PhD Thesis
I completed my PhD at the University of Queensland in 2005.
It was called: Goal functions and ecosystem constraints: Thermodynamic goal functions, local stability, maximal resilience, and permanence
The full thesis can be downloaded by clicking on the link to the right. The abstract is below.
Abstract
Cropp and Gabric suggested that ecosystems maximise resilience as a consequence of maximising other goal functions. I use Cropp and Gabric's model to demonstrate that, while maximising resilience offers a compromise between the thermodynamic goal functions, maximising the thermodynamic goal functions does not necessarily optimise resilience. I explore the possibility that maximal resilience could be used as a heuristic -- a way to compromise between the thermodynamic goal functions. It is found that maximal resilience does offer a compromise between the thermodynamic goal functions, however that is not a sufficient reason to recommend the use of resilience as a goal function.
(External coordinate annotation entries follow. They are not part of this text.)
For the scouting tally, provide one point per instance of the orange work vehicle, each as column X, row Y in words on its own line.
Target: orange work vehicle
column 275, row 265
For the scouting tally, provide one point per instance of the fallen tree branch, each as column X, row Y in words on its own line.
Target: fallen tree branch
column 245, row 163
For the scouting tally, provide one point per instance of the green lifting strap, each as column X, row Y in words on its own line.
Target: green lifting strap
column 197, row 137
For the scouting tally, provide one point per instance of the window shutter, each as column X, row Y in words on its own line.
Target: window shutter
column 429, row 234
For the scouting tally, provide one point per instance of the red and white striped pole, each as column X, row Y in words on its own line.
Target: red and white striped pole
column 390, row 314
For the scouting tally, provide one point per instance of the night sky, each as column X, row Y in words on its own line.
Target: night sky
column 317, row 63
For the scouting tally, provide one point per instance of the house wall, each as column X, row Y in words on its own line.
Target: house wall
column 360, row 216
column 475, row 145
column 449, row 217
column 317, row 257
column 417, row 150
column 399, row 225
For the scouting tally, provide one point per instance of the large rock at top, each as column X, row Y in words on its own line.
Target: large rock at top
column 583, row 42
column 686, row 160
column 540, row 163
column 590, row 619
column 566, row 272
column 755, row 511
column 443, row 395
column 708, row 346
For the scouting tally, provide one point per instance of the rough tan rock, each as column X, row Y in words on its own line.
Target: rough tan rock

The Laws et al. (2000) model is used to demonstrate that the predictive ability of maximal resilience in their model is independent of the relationship between maximal resilience and the thermodynamic goal functions. A system-level feedback mechanism is explored as a potential explanation for this observation. It is found that the feedback mechanism does not maximise resilience. However, given certain assumptions, the system will have high resilience. The assumptions are: the system is small, the system is simple, and the perturbation strength and frequency is moderate. `Maximise resilience' can be used to predict the attributes of the system when the mapping from attribute space to resilience is peaked.
The predictions of the feedback mechanism are tested on the Laws et al. (2000) model and field data. Evidence for high resilience is found, however the model and field data do not show evidence of the existence of the feedback mechanism.
The maximal resilience goal function is applied to the Fasham et al. (1990) model to find the reason behind the success of `maximise resilience'. It is found that the feasible-stable region shows predictive ability in the Fasham et al. (1990) model. Therefore, because the Laws et al. (2000) model preserves the feasible-stable region in the peaks of the resilience surface, it also preserves the predictive ability of the Fasham et al. (1990) model. Thus, the resilience hypothesis is reformulated: maximal resilience is an effective goal function when peaks in the resilience surface correspond to the feasible-stable region in the real system.
To explore the hypothesis that stability and feasibility constrain ecosystems, a food web building algorithm is created using permanence as a constraint, and the attributes of the model webs resulting from the algorithm are compared with the attributes reported in the literature for real systems. Evidence is found for the restriction of food web attributes by a permanence constraint for: maximal chain length, link density, and basal fraction. Attributes such as basal-top link-type fraction require more than permanence to explain their patterns.